Tuesday, September 27, 2016

How I Spent my Summer

In the summer of 2016, the morning glories grew around the window
 the cabbages unfurled silver and purple.
and the garden continued to soothe
 
 In July, I  made a couple of quilts for young women who graduated from high school this spring:  my niece Megan, in California, and my neighbor, Grace.


In midsummer, I took a two-day class in dimensional felting at New England Felting Supply https://www.feltingsupply.com/ with Andrea Graham. 

 She's great at dimensional tree trunks and rocks




But she wasn't able to help me bring any dimensionality to these images of canoes at Boat Meadow Beach in Eastham, Massachusetts.  Unfortunately, that had been my motivation for taking her class.


Nevertheless I persisted in working on them and continue to this day.
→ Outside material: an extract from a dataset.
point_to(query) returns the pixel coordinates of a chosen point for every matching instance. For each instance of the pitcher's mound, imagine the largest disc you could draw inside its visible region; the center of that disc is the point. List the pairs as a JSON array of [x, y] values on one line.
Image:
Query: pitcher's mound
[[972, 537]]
Also this summer I decided to donate the felted image below to Auer Farm, a 4-H facility in nearby Bloomfield, CT.  This is an image of a mushroom barn on the Auer Farm property, which the 4-H would like to rehabilitate.  It's an iconic reminder of Connecticut's agrarian past, and worthy of preservation.  I've offered it to the farm to auction or raffle off this fall as part of a fall fundraiser.


This felted landscape was created using the technique I'll be teaching at the West Hartford Art League in a one-day workshop on Sunday, October 16, from 10 am to 4 pm.  http://westhartfordart.org/workshops/

Working from a photo, I traced its outlines onto a piece of raw silk, then filled in the outlines with a soft form of wool called wool roving, using a special barbed needle.  There's still time to sign up!
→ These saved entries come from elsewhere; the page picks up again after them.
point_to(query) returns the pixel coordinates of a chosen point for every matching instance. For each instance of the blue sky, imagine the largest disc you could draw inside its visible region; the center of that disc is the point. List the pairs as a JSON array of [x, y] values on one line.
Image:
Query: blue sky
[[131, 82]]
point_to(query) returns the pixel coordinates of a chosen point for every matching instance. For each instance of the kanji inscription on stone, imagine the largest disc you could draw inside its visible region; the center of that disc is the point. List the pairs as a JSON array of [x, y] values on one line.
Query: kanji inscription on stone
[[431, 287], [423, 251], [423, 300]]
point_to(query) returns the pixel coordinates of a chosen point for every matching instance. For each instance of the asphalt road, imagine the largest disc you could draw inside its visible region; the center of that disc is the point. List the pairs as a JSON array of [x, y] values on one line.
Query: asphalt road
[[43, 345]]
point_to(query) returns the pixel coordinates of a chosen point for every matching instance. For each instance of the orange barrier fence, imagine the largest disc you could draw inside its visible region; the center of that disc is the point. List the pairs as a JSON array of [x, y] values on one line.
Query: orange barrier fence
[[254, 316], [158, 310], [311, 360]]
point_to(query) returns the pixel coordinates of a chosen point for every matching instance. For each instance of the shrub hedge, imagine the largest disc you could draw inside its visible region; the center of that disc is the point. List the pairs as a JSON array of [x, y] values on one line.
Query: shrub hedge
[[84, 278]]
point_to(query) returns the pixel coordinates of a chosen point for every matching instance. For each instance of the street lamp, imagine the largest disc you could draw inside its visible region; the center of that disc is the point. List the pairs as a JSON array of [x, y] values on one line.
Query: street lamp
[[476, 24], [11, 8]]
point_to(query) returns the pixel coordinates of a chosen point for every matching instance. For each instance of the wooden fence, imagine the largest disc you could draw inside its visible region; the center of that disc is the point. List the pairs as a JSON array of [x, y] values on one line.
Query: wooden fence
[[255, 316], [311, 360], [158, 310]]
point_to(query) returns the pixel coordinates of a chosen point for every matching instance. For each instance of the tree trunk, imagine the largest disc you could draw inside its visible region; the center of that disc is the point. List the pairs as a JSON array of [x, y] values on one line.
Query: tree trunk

Also this summer I got to go to three art openings:  opening receptions for juried art exhibits for which my fiber art was chosen.  One was a reception for Water, Water Everywhere, a juried show at the Spectrum Gallery in Centerbrook,Connecticut. Here I am with Low Tide First Encounter Beach II on the left and Eastham Low Tide II on the right.
Another was a reception for the national show at the Cape Cod Art Association, http://capecodartassoc.org/the-national-2016/  which I understand is a very competitive one.  The piece chosen for this show, Coastal Heath, earlier this year took first place in the 72nd Annual Art Exhibit at the Slater Museum in Norwich, Connecticut.
Another was a reception for the annual show of an organization called Connecticut Women Artists.  That show accepted my painted and quilted whole-cloth quilt, Great Head Trail, which shows an image from Acadia National Park.
http://www.ctwomenartists.org/
 This image is next going to go off to the Phipps Center for the Arts in Hudson, Wisconsin, to a juried show called National Parks, Personal Narratives, honoring the 100th anniversary of the National Park System.
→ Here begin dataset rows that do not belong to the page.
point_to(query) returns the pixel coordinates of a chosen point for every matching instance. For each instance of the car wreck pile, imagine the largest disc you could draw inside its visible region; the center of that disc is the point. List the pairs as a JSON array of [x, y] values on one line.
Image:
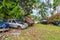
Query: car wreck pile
[[15, 23]]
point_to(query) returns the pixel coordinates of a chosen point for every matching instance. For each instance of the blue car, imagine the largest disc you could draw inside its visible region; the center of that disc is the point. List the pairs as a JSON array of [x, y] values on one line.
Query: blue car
[[3, 26]]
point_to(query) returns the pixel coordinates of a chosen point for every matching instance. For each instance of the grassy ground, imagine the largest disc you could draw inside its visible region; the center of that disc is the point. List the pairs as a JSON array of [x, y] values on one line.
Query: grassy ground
[[37, 32]]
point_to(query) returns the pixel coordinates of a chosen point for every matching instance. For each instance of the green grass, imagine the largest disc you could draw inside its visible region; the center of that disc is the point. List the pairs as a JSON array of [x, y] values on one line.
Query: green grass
[[37, 32]]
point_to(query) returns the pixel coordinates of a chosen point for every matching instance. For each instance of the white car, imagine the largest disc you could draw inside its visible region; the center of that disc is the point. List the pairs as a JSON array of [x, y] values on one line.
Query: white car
[[13, 23]]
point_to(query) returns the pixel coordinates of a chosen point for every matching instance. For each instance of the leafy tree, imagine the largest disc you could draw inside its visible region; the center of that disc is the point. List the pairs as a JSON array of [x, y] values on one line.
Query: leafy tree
[[43, 10], [56, 2], [27, 5]]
http://thephipps.org/event/national-parks-personal-narratives/

Also this summer, some teaching was on the schedule, in two venues. One was Hartford's Chrysalis Center, and you can read about that in a soon-to-be-created blog posting, now with NEW HIPAA compliance.


The other teaching venue was the Windsor Art Center, where I taught the art of felted beads:


Which reminds me, I'll be adding to my own supply of felted beads because those are one of the items I'll be vending at Open Studio Hartford.  http://openstudiohartford.com/artists


Come see me on Saturday or Sunday, November 12 or 13, at the Connecticut Historical Society, one of Open Studio's many venues, at One Elizabeth St. in Hartford's West End.
In other news this summer, I created a major 40 x 40 piece, called "Layers, Literally," which embodies a series of visual puns.  More about that in a soon-to-be-written blog posting. 

What else?  Two sojourns on Cape Cod, a week in June and two weeks in September, yielding these inspirations:







These images are going to sustain me when the cold weather hits.  Meanwhile, I'm enjoying the last of the departing summer's balminess.